Our team successfully identified a gene element capable of responding to naphthenic acids. In addition, we demonstrated that it is possible to sense these compounds electrochemically. Our group designed a prototype of our device and were very successful at the competition, winning Best Wiki and Best Experimental Measurement and Best Environmental Project overall. Our group was active in participating in our community, working with establishing an iGEM group at the University, designing a music video, and outreaching to high school and middle school students.
Translating stress into success: A protein expression toolkit
Many projects in synthetic biology necessitate over expression of recombinant proteins in microorganisms. A major stumbling block however, is often an inability to express functional protein. This situation is difficult to manage and troubleshoot as it is often unclear why expression is failing. Problems can occur in transcription, translation or folding of the protein.

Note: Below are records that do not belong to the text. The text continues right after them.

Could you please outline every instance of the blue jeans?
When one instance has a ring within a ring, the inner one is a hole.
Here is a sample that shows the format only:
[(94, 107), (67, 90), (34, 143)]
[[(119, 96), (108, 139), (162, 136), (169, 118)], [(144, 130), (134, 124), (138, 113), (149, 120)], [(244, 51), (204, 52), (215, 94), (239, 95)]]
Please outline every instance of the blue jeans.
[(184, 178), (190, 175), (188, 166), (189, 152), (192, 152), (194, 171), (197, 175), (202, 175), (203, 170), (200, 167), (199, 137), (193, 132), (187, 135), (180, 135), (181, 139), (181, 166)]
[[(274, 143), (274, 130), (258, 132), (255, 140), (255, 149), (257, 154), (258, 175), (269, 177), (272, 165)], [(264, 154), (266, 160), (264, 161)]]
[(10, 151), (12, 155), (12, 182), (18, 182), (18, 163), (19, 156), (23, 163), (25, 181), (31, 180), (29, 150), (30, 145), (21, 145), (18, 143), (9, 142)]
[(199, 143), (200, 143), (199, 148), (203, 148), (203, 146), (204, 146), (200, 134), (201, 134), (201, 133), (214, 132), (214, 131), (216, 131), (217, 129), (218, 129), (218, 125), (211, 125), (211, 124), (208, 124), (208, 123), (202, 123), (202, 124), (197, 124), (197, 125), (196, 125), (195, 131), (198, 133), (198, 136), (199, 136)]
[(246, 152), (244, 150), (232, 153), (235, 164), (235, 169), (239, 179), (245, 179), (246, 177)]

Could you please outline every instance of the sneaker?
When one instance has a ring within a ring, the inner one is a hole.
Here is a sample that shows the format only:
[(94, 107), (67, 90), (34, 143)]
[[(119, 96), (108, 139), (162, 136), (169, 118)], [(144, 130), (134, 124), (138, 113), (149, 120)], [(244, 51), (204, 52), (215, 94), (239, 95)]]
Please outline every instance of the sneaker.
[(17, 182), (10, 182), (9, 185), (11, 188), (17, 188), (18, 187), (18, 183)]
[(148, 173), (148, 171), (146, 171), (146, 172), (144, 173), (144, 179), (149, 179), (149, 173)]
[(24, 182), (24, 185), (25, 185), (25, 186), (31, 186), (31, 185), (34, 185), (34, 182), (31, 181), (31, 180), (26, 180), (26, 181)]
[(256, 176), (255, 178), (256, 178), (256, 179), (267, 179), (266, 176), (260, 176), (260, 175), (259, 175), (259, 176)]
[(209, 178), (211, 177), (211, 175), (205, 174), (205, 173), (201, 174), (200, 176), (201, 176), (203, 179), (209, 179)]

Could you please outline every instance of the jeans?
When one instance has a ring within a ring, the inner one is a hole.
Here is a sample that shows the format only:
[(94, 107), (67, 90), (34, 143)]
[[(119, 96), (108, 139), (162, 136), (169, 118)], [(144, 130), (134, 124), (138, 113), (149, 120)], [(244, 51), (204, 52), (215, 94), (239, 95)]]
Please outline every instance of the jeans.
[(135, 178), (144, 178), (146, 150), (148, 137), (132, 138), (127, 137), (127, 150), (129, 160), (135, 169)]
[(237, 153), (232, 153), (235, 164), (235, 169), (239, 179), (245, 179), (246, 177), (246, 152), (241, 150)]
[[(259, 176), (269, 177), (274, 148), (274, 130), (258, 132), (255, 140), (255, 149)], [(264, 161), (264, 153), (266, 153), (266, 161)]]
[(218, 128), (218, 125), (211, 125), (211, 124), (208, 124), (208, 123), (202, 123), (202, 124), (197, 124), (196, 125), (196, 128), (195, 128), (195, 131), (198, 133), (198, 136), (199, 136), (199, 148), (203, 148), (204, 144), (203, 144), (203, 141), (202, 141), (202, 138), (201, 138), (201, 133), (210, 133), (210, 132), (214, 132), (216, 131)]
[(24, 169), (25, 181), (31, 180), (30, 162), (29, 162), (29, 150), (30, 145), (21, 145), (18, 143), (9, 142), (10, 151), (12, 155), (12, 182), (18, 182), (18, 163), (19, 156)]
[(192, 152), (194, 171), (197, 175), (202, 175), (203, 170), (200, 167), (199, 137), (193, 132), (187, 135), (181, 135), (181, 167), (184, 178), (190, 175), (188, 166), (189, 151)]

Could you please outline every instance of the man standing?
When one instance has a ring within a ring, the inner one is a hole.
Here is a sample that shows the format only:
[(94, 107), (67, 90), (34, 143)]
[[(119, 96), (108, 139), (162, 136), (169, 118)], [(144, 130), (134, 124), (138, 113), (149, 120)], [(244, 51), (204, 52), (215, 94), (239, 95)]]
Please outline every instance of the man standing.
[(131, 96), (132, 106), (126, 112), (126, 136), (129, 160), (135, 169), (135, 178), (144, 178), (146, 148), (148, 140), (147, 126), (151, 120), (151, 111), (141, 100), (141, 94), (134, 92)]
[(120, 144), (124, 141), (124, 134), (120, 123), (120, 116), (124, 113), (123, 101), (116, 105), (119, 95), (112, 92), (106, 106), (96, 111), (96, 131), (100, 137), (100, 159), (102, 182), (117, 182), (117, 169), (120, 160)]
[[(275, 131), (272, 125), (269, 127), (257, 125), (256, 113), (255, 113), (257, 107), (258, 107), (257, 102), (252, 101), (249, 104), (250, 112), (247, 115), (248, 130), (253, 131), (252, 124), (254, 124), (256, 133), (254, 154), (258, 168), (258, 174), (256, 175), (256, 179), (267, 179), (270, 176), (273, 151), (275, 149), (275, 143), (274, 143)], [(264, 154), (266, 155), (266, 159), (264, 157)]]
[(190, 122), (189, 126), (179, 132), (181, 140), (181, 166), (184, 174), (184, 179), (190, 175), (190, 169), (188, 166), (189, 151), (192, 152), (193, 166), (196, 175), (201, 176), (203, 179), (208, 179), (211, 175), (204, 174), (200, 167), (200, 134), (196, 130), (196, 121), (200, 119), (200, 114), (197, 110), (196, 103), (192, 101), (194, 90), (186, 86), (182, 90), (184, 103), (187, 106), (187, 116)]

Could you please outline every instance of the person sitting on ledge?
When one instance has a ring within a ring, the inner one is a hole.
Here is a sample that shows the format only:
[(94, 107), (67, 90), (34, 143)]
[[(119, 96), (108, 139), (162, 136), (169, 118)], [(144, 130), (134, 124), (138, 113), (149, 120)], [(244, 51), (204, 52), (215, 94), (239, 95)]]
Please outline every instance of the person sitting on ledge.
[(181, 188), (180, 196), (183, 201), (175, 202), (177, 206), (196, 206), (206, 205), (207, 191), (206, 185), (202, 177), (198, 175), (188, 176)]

The University of Calgary iGEM team has designed a system that can accurately and visually report whether a gene is being transcribed and/or translated successfully. Using a system of stress-responsive promoters, we also designed and tested reporter constructs capable of detecting protein misfolding events in the periplasm or cytoplasm. Building on this, we also designed genetic components to fine tune expression levels of a given protein so as to optimize production, increasing the likelihood of obtaining functional protein. To further understand protein misfolding we also built an equation-based, multivariant model of inclusion body formation. Inclusion bodies are aggregates of protein that can occur when proteins misfold. Finally, we used a series of podcasts to explore the social implications of our project in the context of the growing synthetic biology field.

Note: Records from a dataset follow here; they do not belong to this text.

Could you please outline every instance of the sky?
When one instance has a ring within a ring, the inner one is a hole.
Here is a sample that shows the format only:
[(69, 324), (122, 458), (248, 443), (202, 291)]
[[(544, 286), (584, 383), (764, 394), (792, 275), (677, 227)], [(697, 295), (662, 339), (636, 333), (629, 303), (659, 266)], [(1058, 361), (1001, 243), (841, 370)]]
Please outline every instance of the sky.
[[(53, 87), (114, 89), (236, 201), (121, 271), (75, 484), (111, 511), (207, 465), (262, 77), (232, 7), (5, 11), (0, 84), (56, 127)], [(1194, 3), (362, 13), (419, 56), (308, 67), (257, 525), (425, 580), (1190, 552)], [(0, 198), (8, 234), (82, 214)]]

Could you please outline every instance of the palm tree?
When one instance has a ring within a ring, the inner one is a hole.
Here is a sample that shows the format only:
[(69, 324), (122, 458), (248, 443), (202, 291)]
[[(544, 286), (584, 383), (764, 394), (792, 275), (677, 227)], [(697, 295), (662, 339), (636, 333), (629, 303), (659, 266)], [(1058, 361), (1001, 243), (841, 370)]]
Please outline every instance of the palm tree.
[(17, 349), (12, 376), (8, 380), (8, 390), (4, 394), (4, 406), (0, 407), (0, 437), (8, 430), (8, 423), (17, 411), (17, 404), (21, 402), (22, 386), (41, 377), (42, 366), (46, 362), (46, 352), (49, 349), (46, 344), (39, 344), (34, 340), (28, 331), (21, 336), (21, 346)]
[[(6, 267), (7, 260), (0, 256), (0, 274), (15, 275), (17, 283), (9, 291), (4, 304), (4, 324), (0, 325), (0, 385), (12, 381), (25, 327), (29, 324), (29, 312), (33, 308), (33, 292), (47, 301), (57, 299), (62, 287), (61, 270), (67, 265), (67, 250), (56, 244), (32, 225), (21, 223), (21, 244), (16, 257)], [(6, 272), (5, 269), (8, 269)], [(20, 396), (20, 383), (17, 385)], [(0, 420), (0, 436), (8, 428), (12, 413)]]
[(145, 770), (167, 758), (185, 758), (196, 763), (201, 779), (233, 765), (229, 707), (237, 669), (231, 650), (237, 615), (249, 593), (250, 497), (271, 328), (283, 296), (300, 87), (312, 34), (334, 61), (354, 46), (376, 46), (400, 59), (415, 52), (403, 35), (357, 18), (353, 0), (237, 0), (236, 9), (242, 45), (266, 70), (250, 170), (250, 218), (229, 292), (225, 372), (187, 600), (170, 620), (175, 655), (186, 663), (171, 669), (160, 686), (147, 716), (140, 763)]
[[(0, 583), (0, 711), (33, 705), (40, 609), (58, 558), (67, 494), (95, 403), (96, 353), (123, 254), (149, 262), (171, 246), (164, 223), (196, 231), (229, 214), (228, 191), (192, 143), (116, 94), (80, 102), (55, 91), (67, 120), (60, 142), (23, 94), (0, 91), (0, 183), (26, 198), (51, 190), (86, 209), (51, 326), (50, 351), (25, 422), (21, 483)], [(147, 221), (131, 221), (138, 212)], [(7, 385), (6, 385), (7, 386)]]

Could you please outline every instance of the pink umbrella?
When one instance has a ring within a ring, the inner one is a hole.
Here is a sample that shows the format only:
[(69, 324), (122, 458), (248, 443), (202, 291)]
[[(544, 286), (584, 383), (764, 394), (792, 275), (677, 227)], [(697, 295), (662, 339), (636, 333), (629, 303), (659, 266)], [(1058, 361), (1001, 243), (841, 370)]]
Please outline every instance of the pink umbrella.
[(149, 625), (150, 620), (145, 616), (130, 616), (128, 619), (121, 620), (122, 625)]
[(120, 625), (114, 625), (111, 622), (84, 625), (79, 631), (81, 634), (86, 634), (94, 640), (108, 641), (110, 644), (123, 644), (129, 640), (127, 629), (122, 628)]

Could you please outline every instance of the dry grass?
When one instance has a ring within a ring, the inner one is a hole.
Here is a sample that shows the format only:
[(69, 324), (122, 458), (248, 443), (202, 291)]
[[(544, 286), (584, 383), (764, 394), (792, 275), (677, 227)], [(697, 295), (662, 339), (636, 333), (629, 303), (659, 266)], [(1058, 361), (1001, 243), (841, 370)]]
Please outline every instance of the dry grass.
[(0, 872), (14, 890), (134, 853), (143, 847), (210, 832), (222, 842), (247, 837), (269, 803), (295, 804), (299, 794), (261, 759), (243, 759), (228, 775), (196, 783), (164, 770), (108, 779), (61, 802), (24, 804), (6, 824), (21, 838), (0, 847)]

Our team successfully designed and tested reporter constructs for misfolding events in both the cytoplasm and the periplasm and were able to use them to troubleshoot another team’s project. In addition, we completed our inclusion body formation model and a series of podcatsts and blogs exploring ethical concerns surrounding our project as well as a series of other outreach activities. For our accomplishments, our team was awarded a gold medal at the World jamboree.